Advances in technologies such as AI and quantum computing are beginning to create opportunities to change our mutual home for the better. But on the flip side, stories of AI-made bioweapons are becoming too close to reality.
AI brings opportunities for energy grid optimization and hastening clean energy development in the fight against climate change. It can also be used in agriculture for crop yield optimization and to make data-based decisions that assist farmers in maximizing food production for an ever-increasingly hungry population.
While so many are dedicated to preserving our planet, some people seem intent on destroying it. Be it through the autonomous weapons system picking out our demise with killer robots, AI-controlled drones used within military forces, or robot soldiers on the battlefield, our worst adversary seems to be ourselves. The question is, how have we reached this point?
From Unit 731 to AI: how nations weaponized disease
Unfortunately, there’s a long history of viruses or bacteria being used as weapons in war, and very few regions can claim the moral high ground. Japan's infamous Unit 731 weaponized typhus and cholera in World War II, bringing chemical warfare into the battle. Elsewhere in the former Soviet Union during the Cold War, a bioweapon program involved the manufacturing of smallpox, plague, anthrax, and even drug-resistant plague.
Between 1949 and 1969, the US military also developed biological weapons that weaponized biological agents such as anthrax and botulinum toxin. President Richard Nixon ended the weapons program in 1969, and 55 years later, technological advances are returning governments down the dark pathways of the past rather than forward as a progressive species.
How AI is lowering the bar for mass destruction
Biochemist Rocco Casagrande recently demonstrated to White House officials how AI chatbots like Gemini, Claude, and ChatGPT could assist in developing dangerous pathogens. He warned that the same tools that help users find recipes that match the ingredients in their homes could enable the creation of bioweapons in basements and high school labs.
The White House has already secured voluntary commitments from all the big AI companies to assess and manage AI risks in biosecurity. This move paved the way for last year's global AI Safety Summit in London, where Vice President Kamala Harris warned that AI-enhanced bioweapons could endanger humanity's existence.
The dangerous ease of designing bioweapons with AI
These concerns were also supported by a recent study highlighting the alarming potential for AI models, initially designed for drug discovery, to be repurposed for bioweapons. Within six hours, an AI was able to generate 40,000 potentially toxic molecules, including known chemical warfare agents and new compounds predicted to be even more lethal.
The rapid and unintended capability raises severe concerns about the ease with which such AI tools can be misused. The study also demonstrates that designing toxic molecules requires minimal time, effort, and resources, underscoring such technology's efficiency and danger.
The authors emphasize the need for more oversight in the availability of AI tools and datasets, which could lower the barriers to creating biochemical weapons. Many also call for ethical training in AI, especially for students, to raise awareness about these risks.
The study's authors recommend fostering dialogue at scientific conferences, implementing a code of conduct for AI companies, and enhancing security measures for public-facing APIs to protect humanity from itself. However, the most significant challenges ahead are more complicated than those caused by a psychotic loner in a basement with AI tools.
AGI 2029 and Terminator 40 years later
Forty years have passed since the Terminator movie warned that AI would enable machines to become more intelligent than humans and begin to take over the world in 2029. Ironically, in 2024, our reality sees respected leaders from Nvidia CEO Jensen Huang to renowned futurist Ray Kurzweil predicting we will reach artificial general intelligence (AGI) by 2029.

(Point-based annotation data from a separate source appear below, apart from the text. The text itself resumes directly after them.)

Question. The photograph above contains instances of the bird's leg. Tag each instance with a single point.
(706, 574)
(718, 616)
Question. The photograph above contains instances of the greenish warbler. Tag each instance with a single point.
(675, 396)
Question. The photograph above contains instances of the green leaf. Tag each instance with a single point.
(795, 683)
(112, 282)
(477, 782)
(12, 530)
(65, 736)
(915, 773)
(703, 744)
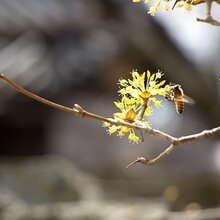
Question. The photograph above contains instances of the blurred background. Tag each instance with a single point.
(56, 166)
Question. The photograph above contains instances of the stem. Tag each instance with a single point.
(36, 97)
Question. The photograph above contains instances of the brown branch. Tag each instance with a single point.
(209, 19)
(177, 141)
(78, 111)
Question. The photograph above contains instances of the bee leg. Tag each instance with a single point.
(142, 137)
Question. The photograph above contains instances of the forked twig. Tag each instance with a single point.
(78, 111)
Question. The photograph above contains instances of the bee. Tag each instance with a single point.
(177, 96)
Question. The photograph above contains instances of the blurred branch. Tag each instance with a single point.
(78, 111)
(209, 18)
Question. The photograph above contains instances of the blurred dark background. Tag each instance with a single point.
(75, 52)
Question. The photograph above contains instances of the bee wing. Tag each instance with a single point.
(186, 99)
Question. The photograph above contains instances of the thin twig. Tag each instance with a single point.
(209, 21)
(78, 111)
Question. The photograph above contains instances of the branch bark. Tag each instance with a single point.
(78, 111)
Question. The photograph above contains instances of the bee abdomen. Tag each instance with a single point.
(179, 107)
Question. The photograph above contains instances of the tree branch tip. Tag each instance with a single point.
(78, 108)
(138, 160)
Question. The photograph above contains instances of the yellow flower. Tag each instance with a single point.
(112, 129)
(137, 95)
(188, 7)
(132, 137)
(166, 8)
(180, 5)
(157, 104)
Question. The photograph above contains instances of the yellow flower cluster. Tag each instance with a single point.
(137, 96)
(154, 8)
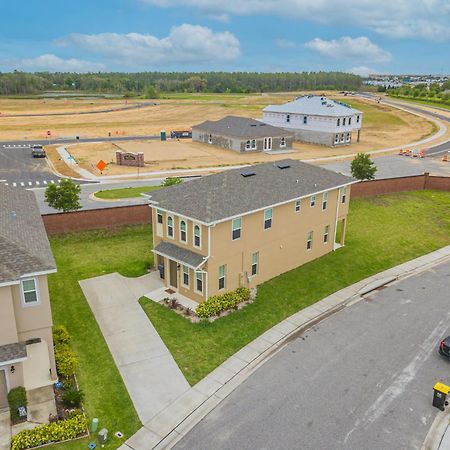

Ray Kurzweil is sticking to his long-held predictions: 2029 for AGI and 2045 for the singularity pic.twitter.com/dewqWAH6eC
undefined Tsarathustra (@tsarnick) December 18, 2023
Rather than AI being the villain, a better question might be what makes us so surprised by our reflection. Biological warfare is as old as 1763-64, when the British gave smallpox-contaminated blankets to Shawnee and Lenape (Delaware) communities.
Is AI the digital boogeyman or a mirror of humanity?
The problem is not technological prowess but how it exaggerates humanity's worst traits. Being an eternal optimist, I believe there are more good than bad people on this earth, but there is no hiding from the fact that language-based AI learns from the information created by humans.
So, if we see AI promoting war, cruelty, intolerance, hatred, greed, and destruction, we are merely being presented with a reflection of ourselves. After all, we are all an anagram of our parents.
Over 100 scientists have committed to policies to avoid using AI in bioweapons to ease concerns about individuals or malicious groups creating bioweapons from basements. However, history would suggest that nation-states are more likely to break the rules and weaponize biology.
Rather than being accountable or taking responsibility, many on the wrong path will find it easier to blame AI or any new technology. But it's humans and not AI that will create the next pandemic or threaten to unleash the biological weapons that could threaten our existence.
How we break this cycle of self-destruction and change the world for the better is much more of a humanity problem than AI being a digital boogeyman.